Pan! «Je suis très intéressée par l’environnement et le droit des femmes.» Elles venaient de se tirer une balle dans le pied. Peut-être ces jeunes candidates tentaient-elles de caresser l’auteure de ces lignes dans le sens du poil féministe, espérant décrocher plus facilement le poste à pourvoir au sein de la rédaction. Mais ce que leurs deux interlocutrices avaient plutôt envie d’entendre, c’était: «J’adore l’économie, le datajournalisme, la politique!» Comme cette ancienne rédactrice en chef avait un jour lancé, durant un entretien d’embauche: «Enfin une journaliste qui ne s’intéresse pas qu’à l’enseignement et à la culture!»

Mais autant chercher le mouton à cinq pattes. Car il est des sujets qui passionnent moins ces dames, à commencer par la chose publique. «Le niveau d’intérêt moyen pour la politique est un peu plus faible chez les femmes», détaille le politologue Jean-Benoit Pilet (ULB). Plus précisément: il existe, parmi elles, moins de personnes très intéressées par le sujet, mais aussi moins de je-m’en-foutistes complètes. Les électrices gonflent généralement le ventre mou des votants.

Celui où se situent les indécis. C’est pourquoi même à quelques jours du mégascrutin du 9 juin dernier, 24% des femmes ne savaient pas encore quelles cases elles cocheraient dans l’isoloir. Contre 14% des hommes. C’était déjà ainsi en 2019. En 2014. En 2002 en France, lors de l’élection présidentielle Chirac-Jospin, selon une étude Ipsos. «On a longtemps pensé que cette indécision était due au fait que les femmes se reconnaissaient moins dans la politique, évoque Jean-Benoit Pilet. Mais vu la féminisation des assemblées (1), cette hypothèse ne tient plus vraiment.»

«Cette indécision serait en partie due à un biais de confiance en soi.»

Alors quoi? Pourquoi? «On constate que sur d’autres thématiques que les choix électoraux, par exemple sur des questions factuelles sur la politique, les femmes ont tendance à être moins sûres d’elles-mêmes, note le politologue. Elles affichent une certitude moins forte par rapport à ce qu’elles répondent. Cette indécision serait donc en partie due à un biais de confiance en soi.»

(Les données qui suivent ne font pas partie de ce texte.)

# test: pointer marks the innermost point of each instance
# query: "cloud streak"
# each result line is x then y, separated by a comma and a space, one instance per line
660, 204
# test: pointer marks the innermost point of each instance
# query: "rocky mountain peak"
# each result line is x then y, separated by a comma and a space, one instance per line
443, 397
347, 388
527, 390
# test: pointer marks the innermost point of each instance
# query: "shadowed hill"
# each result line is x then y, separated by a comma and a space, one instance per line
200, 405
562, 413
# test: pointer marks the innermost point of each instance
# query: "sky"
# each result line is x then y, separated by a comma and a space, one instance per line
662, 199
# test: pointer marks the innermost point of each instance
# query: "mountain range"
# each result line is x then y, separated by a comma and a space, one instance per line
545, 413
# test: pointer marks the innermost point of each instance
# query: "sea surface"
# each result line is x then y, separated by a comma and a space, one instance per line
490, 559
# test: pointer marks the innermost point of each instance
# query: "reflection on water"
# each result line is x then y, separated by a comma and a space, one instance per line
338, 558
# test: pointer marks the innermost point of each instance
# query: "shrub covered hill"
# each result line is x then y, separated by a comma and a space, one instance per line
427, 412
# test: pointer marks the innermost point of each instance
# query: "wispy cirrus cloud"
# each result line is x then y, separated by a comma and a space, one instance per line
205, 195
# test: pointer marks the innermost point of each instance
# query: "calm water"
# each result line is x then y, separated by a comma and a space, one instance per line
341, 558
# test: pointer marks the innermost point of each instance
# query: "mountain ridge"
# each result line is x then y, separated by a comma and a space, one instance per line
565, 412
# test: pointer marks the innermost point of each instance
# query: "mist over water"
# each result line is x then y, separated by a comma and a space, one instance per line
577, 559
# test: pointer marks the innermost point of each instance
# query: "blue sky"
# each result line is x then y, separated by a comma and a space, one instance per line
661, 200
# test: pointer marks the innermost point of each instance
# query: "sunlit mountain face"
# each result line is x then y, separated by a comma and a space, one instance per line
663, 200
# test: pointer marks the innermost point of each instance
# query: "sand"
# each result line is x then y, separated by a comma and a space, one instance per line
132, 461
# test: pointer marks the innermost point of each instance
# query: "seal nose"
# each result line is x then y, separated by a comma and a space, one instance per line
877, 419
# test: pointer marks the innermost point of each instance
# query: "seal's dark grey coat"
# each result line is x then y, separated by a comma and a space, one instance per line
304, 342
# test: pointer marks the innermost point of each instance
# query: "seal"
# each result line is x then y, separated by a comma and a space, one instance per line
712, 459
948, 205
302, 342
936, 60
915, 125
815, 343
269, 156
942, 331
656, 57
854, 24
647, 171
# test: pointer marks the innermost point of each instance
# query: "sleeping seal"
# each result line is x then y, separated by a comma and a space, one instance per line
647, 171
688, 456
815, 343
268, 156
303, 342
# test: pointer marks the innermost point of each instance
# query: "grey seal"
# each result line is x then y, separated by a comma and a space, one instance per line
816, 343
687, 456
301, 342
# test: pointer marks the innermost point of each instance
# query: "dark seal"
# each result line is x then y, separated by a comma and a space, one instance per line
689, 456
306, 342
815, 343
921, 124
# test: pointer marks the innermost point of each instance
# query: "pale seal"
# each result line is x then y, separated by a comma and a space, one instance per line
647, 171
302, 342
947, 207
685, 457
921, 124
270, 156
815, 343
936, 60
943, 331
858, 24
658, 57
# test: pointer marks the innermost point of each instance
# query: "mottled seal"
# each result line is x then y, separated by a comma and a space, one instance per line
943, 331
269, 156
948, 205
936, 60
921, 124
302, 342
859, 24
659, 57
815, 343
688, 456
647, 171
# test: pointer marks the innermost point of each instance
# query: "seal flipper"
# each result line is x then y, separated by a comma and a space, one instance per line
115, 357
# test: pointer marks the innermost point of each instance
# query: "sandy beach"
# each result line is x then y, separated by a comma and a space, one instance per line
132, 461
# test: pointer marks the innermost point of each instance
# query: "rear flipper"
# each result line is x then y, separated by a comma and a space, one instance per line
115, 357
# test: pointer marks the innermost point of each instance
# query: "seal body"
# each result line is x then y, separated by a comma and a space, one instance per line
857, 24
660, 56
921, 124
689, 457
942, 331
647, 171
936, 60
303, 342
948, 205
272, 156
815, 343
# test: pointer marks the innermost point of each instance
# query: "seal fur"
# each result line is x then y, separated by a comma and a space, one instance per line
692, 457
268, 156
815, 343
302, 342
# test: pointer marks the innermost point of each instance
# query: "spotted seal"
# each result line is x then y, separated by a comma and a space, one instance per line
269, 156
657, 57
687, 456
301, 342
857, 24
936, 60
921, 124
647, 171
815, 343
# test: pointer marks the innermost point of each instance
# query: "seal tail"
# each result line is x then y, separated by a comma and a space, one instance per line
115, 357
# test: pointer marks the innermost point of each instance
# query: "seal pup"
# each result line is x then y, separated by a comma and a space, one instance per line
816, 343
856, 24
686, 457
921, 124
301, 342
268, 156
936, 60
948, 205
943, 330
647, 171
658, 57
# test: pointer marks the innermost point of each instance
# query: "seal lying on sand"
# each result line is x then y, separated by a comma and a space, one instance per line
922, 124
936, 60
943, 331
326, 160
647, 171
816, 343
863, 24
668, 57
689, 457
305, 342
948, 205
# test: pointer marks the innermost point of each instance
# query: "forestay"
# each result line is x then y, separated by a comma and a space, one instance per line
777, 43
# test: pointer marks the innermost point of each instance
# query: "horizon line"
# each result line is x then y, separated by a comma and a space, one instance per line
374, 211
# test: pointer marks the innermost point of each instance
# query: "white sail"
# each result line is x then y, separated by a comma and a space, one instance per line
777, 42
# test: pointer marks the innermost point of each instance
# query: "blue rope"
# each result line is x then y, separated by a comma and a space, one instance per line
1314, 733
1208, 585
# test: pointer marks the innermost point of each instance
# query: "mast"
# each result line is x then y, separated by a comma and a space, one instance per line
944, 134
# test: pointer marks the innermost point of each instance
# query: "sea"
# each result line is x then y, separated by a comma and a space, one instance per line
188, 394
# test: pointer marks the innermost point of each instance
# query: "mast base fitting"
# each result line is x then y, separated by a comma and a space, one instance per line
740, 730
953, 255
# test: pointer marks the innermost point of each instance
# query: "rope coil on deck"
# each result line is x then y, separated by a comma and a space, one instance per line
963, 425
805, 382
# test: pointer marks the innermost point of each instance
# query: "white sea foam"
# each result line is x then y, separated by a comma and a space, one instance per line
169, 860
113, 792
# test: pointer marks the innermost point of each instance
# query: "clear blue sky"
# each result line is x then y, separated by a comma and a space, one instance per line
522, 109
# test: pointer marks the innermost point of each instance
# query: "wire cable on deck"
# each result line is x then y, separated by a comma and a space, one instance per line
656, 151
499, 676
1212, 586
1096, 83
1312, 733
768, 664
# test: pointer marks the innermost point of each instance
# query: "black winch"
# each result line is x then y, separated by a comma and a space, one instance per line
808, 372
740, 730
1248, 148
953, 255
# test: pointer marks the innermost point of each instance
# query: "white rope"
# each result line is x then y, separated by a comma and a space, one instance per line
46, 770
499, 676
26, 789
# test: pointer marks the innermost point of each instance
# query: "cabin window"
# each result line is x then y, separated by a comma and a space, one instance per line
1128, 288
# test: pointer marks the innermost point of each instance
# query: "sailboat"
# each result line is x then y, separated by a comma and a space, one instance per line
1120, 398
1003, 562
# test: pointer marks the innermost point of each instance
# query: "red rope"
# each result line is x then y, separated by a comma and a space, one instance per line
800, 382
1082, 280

Encore. Toujours. Il faudrait davantage que quelques lignes pour explorer les raisons de ce manque d’aplomb féminin; plein de gens en ont d’ailleurs tiré plein de livres, et il se constate dans tellement d’autres secteurs que le rappeler devient presque radoter. Mais c’est un fait, et ses racines remontent certainement à l’éducation. Quand papa et maman somment leur gamine de se montrer bien polie, sage, modeste, gentille, discrète, mais encouragent leurs petiots à courir, crier, risquer, bref à occuper l’espace. «Pourquoi les mères encouragent-elles les garçons à faire du bruit alors qu’elles enseignent aux filles à se taire?», pour reprendre l’interrogation de Virginie Despentes dans King Kong Théorie.

Alors voilà, les femmes n’osent pas. Se préoccuper d’autres choses que celles qui sont censées constituer leur sphère d’intérêt. Ce qui devient de plus en plus surprenant, étant donné leur niveau d’instruction grandissant. En 2023, 57,3% des 25-34 ans étaient diplômées de l’enseignement supérieur, contre 42,6% côté masculin. Il va falloir commencer à l’assumer.

(1) La féminisation des assemblées s’est partiellement poursuivie, selon les résultats des élections du 9 juin dernier: 49,3% d’élues au parlement de Wallonie (contre 41,3% en 2019), 47,6% à la Région bruxelloise (contre 43,8% cinq ans plus tôt), mais 42,6% à la Chambre, un pourcentage resté stable (42,7% en 2019).